La decisione di Varo di attaccare subito quello che ritenne un principio di rivolta non era tuttavia insensata, in quanto un mancato intervento e il ritiro nei campi invernali sarebbe stato percepito da tutte le tribù come un fattore di debolezza, spingendo anche gli indecisi ad unirsi alla ribellione. Varo fece quello che ci si aspettava da ogni comandante romano in caso di disordini, e che aveva fatto anche quando era governatore della Siria per stroncare una rivolta giudaica, scegliendo di intervenire subito, anche con poche truppe, male rifornite e organizzate.
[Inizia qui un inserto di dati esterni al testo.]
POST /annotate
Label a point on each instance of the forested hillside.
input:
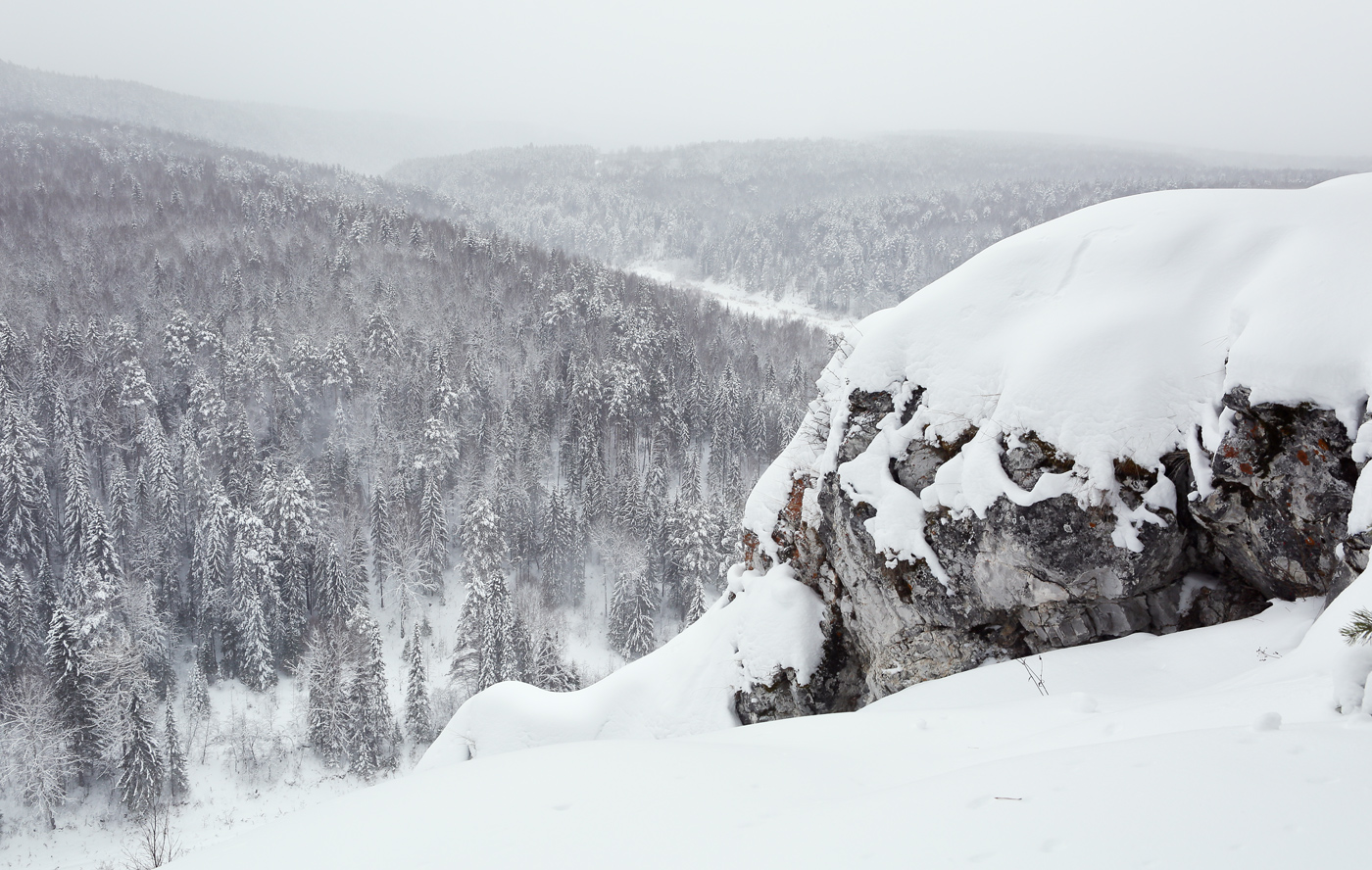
(263, 420)
(847, 226)
(364, 141)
Sembra che Germanico abbia ritrovato solo due delle tre insegne delle legioni perse nella battaglia, mentre pare che la terza sia sparita, insieme al suo portatore, nella grande palude a nord del campo di battaglia. Infatti l'aquilifer che la portava preferì morire portandosi dietro l'insegna piuttosto che lasciarla nelle mani dei Germani.
La battaglia segna di fatto la fine dell'espansionismo romano in Germania: il "Lamento" di Augusto, di cui si parlava poc'anzi, può essere associato, infatti, non solo alla sconfitta militare, di per se grave, ma anche alla consapevolezza del vecchio imperatore di non poter stabilizzare i confini nord-orientali. L'espansione romana si arrestò, infatti, sulle rive del Reno, mentre Augusto avrebbe preferito le sponde dell'Elba, che, come confine, si mostrava strategicamente molto più sicuro. Soprattutto perché non avrebbe esposto l'impero ad un pericolo perenne di divisione tra Est e Ovest, soprattutto per la vicinanza degli avamposti barbari alla "Porta" romana che collegava oriente e occidente: Aquileia.
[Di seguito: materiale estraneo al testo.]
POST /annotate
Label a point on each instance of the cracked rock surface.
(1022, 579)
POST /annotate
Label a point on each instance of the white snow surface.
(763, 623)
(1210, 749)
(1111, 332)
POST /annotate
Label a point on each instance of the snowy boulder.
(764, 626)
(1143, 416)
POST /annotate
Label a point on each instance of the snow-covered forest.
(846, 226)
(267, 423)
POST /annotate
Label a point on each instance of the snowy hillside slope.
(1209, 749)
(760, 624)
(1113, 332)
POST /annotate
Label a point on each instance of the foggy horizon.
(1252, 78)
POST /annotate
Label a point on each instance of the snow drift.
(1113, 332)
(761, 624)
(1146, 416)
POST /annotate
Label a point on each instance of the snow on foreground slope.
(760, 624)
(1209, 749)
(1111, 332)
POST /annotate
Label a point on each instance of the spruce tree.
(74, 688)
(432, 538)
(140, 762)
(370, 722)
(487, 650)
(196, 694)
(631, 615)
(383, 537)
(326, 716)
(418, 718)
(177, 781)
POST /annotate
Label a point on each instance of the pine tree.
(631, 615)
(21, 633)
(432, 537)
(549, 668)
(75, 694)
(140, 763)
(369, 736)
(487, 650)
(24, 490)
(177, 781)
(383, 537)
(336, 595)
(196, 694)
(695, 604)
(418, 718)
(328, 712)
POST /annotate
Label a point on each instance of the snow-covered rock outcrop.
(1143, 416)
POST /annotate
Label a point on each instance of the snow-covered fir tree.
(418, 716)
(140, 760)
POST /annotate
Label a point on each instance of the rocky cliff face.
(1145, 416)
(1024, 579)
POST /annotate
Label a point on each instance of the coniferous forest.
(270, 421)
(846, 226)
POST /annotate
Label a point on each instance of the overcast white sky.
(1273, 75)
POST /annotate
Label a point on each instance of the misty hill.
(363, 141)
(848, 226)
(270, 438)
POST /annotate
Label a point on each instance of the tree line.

La colonizzazione della Germania avrebbe aperto scenari del tutto differenti per la storia di tutta la latinità. Infatti le popolazioni barbare che indebolirono negli ultimi secoli di vita dell'Impero l'esercito romano provenivano dalle regioni tra l'Elba ed il Reno. La possibilità di una loro civilizzazione, come era avvenuto per Galli, Bretoni e Iberi, avrebbe sicuramente aumentato la forza e la quantità del potere militare, attenuando le lotte intestine e l'impatto di popoli come gli Unni che rifornirono le schiere con quelli che un tempo erano "Alleati di Roma" verso la quale invece nutrivano odio e brama di appropriarsi delle sue ricchezze.
Analizzando il corso degli eventi nella storia si può osservare che tutti gli Imperi tedeschi dagli Ottoni a Hitler si sono fondati sull'esaltazione dei valori propri della "Germanicità" nati nelle tribù barbariche e maturati nel Medioevo che con la "Latinizzazione" delle genti conquistate dall'espansione romana non sarebbero potuti esistere.
Questo particolare episodio storico ricorda in modo impressionante il modo in cui si stanno combattendo le guerre in Iraq e Afghanistan. Forse se i comandanti militari di oggi che stanno combattendo in quella parte del mondo leggessero di questa Storia,cambierebbero molte cose della loro strategia. E forse le guerre in quelle regioni provocherebbero meno vittime.